Według badań przeprowadzonych przez St. Michael’s Hospital oraz The Wilson Centre for Research in Education and the Department of Anesthesia uniwersytetu w Toronto, wielu ginekologów położników oraz położnych nie docenia roli anestezjologa jako wykwalifikowanego lekarza przy odbieraniu szczególnie trudnych porodów.

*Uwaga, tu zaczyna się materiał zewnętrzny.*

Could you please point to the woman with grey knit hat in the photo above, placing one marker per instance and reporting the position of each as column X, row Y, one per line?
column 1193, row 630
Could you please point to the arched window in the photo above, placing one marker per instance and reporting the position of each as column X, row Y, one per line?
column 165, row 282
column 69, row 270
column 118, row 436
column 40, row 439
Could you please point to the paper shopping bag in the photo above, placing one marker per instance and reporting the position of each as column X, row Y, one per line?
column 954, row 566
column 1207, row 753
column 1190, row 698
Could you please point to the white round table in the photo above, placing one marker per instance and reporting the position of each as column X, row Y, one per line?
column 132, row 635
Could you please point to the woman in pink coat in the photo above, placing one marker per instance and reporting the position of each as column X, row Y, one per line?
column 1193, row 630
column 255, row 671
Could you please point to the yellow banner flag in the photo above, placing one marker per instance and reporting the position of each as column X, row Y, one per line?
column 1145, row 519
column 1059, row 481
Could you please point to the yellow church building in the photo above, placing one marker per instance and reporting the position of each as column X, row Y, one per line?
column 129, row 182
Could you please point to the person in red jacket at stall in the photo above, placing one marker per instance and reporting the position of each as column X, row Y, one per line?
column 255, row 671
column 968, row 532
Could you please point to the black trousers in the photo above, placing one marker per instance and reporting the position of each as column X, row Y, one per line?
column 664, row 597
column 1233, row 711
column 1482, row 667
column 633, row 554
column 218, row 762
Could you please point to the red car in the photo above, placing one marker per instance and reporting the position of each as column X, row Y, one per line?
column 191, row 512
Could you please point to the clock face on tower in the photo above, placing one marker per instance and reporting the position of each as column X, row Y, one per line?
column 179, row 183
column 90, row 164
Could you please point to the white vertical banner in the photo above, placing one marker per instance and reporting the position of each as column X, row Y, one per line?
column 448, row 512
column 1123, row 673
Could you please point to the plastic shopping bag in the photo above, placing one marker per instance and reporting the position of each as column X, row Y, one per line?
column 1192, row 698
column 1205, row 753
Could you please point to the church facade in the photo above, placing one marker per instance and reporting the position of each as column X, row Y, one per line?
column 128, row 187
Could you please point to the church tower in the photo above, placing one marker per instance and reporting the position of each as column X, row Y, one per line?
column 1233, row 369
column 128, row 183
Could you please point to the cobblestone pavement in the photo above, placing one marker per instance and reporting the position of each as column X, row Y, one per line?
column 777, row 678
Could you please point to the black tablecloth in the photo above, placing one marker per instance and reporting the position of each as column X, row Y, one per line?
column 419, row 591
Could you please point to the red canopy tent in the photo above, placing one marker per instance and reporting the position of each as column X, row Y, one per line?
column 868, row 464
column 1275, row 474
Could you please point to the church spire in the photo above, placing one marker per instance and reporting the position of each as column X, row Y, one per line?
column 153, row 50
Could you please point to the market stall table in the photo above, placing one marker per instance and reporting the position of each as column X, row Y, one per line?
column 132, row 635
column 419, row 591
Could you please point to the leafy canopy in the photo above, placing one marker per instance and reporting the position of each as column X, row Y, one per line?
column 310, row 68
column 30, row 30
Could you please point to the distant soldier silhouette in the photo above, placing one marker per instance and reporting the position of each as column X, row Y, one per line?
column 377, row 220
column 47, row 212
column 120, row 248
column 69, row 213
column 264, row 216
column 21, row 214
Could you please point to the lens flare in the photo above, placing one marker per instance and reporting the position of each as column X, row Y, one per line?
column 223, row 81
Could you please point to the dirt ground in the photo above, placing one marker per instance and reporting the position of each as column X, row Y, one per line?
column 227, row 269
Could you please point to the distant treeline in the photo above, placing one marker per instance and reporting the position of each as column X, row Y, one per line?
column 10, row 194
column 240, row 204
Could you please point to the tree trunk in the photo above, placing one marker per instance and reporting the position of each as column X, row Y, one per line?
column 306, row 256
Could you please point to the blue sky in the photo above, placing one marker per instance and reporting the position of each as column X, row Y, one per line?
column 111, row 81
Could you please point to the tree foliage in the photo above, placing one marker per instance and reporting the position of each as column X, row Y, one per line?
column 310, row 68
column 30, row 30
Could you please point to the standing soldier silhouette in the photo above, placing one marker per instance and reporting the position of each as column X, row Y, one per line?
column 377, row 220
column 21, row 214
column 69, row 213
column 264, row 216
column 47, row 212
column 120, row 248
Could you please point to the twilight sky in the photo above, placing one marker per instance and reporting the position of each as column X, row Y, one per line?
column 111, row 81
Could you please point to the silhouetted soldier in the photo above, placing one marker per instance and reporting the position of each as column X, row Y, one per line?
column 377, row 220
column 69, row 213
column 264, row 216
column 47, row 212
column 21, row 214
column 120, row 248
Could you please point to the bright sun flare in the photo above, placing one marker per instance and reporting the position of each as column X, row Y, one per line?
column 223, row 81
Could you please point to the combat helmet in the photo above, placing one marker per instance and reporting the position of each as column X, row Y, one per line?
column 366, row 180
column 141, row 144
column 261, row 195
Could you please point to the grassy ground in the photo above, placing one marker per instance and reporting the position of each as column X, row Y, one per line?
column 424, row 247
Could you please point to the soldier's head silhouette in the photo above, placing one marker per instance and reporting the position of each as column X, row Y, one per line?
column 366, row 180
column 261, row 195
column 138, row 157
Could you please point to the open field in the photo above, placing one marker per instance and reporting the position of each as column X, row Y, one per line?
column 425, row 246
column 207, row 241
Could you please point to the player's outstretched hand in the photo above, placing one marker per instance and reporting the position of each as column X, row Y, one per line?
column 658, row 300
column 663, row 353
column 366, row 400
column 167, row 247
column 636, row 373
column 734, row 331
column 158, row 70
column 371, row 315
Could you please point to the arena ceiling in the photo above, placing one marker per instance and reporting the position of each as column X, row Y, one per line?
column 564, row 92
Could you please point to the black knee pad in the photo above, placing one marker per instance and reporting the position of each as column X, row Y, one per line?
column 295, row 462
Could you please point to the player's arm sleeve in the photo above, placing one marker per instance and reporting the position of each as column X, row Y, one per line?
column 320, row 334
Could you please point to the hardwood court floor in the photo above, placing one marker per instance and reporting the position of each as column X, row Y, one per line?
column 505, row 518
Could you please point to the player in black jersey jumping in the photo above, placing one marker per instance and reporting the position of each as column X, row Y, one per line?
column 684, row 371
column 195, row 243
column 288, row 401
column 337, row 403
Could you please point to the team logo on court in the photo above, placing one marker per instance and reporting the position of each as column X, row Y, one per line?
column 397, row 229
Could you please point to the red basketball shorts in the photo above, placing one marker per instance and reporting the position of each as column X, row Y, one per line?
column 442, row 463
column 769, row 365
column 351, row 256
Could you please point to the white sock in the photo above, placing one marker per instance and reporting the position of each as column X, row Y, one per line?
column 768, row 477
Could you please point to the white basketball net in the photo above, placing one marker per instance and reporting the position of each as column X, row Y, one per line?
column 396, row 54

A to może mieć wpływ na jakość opieki lekarskiej udzielanej zarówno matce, jak i noworodkowi.

 

– Anestezjolodzy pełnią kluczową funkcję w tylu obszarach opieki szpitalnej, a jednak ich wiedza i praca – zwłaszcza przy odbieraniu porodów – nie są dostatecznie doceniane – mówi kierownik badań dr Saroo Sharma z The Wilson Centre, która jest rezydentem w Katedrze Anestezjologii Uniwersytetu w Toronto. – Nasze badanie jest pierwszym, które pozwoli ustalić, jak sami anestezjolodzy oraz zajmujący się położnictwem ich koledzy po fachu oceniają ich rolę, a także oceni potencjalny wpływ, jaki opinie te będą miały na atmosferę w miejscu pracy oraz współpracę w zespole podczas przyjmowania porodu.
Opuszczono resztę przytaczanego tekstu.